Better privacy. There have long been extensions to strip out or fake referrer information from requests.

It works fine for me, I like it!
Interesting idea (very out of scope):

CPUs go into motherboards which use power supplies and RAM and a storage device to boot and run operating systems/code

This all adds up once plugged in to "at the wall" power pull (basically measured in watts per hour * 24 hours = how many kilowatts a day)

Then, you take how efficient the hardware is at say, a proof-of-work mining algorithm (hashrate)

Then you can sort by which CPUs are most efficient

I've yet to find a database that does this (probably for good reason, mining is pretty dumb)

I'm another fan of diskprices.com :-)

https://listofdisks.com/

The Aus version went offline for a while so I built this quickly. The day I launched it came back online haha. Oh well, was a fun experience.

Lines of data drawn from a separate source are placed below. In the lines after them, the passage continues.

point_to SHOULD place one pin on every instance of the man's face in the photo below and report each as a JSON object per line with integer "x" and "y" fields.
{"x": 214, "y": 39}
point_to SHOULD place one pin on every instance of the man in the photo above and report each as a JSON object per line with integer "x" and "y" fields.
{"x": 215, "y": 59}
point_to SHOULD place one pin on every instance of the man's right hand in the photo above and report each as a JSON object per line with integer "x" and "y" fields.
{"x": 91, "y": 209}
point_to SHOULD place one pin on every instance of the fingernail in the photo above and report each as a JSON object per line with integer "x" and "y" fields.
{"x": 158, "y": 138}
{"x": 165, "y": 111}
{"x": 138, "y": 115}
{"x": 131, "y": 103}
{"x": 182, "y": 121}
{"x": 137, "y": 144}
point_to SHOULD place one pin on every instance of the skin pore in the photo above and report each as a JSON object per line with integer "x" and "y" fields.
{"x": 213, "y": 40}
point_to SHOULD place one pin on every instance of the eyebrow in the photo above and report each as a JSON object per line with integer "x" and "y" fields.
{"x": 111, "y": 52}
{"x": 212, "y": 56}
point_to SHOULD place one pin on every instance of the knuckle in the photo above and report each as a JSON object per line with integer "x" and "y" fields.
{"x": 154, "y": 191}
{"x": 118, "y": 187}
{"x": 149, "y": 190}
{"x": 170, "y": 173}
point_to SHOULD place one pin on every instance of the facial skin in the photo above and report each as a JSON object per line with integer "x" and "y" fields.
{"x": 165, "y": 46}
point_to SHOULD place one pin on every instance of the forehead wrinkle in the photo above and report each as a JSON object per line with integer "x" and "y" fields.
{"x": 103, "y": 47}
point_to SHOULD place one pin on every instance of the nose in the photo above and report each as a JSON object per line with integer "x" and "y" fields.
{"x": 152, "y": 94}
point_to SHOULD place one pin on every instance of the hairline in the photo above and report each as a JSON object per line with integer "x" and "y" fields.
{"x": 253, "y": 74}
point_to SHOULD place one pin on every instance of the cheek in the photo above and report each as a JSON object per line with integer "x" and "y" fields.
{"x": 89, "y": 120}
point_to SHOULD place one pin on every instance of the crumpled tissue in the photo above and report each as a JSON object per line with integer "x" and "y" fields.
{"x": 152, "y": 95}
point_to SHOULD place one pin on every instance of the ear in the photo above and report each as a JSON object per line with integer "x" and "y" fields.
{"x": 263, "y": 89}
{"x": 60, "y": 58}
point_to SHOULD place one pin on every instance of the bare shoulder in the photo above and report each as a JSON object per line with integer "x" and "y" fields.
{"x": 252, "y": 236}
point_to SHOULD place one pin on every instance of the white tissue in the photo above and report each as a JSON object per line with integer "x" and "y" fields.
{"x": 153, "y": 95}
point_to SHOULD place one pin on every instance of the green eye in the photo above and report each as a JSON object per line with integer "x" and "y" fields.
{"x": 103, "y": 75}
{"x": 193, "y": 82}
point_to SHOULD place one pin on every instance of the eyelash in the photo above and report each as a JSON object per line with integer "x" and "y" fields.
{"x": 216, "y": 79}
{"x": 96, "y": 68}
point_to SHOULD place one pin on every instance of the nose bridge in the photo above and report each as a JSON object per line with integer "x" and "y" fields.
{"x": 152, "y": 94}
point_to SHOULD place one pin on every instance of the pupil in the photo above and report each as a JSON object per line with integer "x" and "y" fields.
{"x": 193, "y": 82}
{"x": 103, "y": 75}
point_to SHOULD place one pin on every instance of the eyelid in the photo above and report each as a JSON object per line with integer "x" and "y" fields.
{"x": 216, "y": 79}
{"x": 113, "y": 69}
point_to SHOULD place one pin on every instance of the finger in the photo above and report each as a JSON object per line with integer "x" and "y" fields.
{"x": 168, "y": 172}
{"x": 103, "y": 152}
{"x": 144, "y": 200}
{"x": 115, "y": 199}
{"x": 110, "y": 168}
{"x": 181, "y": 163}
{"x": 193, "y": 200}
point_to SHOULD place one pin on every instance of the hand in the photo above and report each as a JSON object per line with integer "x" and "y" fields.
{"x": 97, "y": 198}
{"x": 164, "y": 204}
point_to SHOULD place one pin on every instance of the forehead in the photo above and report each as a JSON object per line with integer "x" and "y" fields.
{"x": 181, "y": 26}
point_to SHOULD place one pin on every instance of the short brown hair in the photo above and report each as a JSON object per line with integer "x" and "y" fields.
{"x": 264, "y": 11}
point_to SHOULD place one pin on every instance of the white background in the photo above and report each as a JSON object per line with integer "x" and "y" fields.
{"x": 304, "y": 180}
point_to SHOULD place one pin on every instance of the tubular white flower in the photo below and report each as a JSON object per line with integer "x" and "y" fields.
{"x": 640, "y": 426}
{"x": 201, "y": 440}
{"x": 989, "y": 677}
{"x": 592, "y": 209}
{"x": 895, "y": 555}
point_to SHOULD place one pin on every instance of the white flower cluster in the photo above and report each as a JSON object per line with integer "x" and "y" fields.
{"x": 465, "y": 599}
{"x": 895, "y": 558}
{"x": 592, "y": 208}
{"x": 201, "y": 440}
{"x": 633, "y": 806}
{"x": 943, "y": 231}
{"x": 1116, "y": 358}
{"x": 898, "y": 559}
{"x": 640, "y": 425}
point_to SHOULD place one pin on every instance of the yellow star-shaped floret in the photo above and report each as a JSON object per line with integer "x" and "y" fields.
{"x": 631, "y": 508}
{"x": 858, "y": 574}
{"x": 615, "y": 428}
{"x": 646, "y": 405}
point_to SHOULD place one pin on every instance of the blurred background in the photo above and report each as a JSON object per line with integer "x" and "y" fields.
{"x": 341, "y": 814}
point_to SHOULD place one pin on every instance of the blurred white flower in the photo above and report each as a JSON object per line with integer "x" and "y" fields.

Initially was static html (generated by python) but that was leading to large page sizes, so I transitioned to ag-grid, which worked surprisingly well.

This is only useful for USA residents
Yes, although this might be a not too difficult fix. I'll look into it.
I saw this when it was posted yesterday and was sad it didn't make front page, so I'm glad it got revitalized! It also sent me down a fun rabbit hole yesterday when I saw there was a 72 core chip for only $200 listed.. and I was introduced to the byzantine world of Intel's Xeon Phi (which you can buy in coprocessor form for <$50 on eBay).
https://www.cpuscout.com/?Socket+Type=Socket%2520TR4

Error: Could not retrieve items. Please contact support.

Yes, sorry, got rate limited by the eBay API!
So you don't use a database to store all the data and update it when it needed? Are you allowed to scrape the data?
No webpage scraping is involved here, data is from the eBay API. It's not using any database at the moment, just in-memory caching in the Go server. Problem is there are a lot of cache misses which result in API calls of which eBay only allows 5000 a day.

Funnily, the website seems to be crashing due to the API issues while the web server is at <1% CPU utilization.

Yeah, I also wondered how quick would it be to ~~rip off~~ replicate “diskprices.com for X” and took a weekend (ok more) to build https://tvpricesindex.com (Also using HTMX).

TVs are much less of a “commodity” of course, but it’s a nice experiment that I’ll iterate on a bit more with time. Also, first deploy on Railway (was nice enough, definitely compared to Heroku, but they have a way to go), and using other libraries I wanted to learn.

Will probably start grouping models better soon, and offer other filters.

BTW: If you plan to do something like this with PAAPI (Product Advertising API), know that Amazon has the constant axe of banning you if you don’t generate “qualified” sales for 30 days straight.

The Amazon PAAPI is "interesting" because to even access it, you need to have 3 qualified sales. But... I wanted to use the API to create a website where I'd post the affiliate links on. It's a chicken-and-egg problem. That's why I went with eBay.
Yep, I don't have much experience with affiliate programs (I like to build more SaaS-like apps[1]) but from my research Amazon have gotten really stingy circa 2019. Happy to see an alternative.

[1] I didn't know about the 3-sales precondition either. I guess some people bought albums on Amazon on my other music-related app.

Using Selenium, even headlessly, Amazon prices can easily be scraped. This could be turned into an API without much difficulty, I imagine.
Yeah, my first lines of Python (or code) were Selenium/BeautifulSoup. The problems with these are sensitivity for (DOM) changes, speed, and scale (not that I'm too concerned with those at the moment, it's just a fun refreshing project).
Yep, I'm fighting this battle at the moment. I got the required 3 sales, but then they rejected me a few days later. From the rejection email "Your website/app did not meet our content standards as the content on your site is insufficient."

There's clearly precedent as I know Jeremies diskprices qualifies. Fingers crossed that Amazon play fair...

I don't understand their worries. What are they trying to achieve with this? I can understand e.g. not wanting to have affiliate links on fraudulent/deceptive websites, but how is a search interface hurting anybody?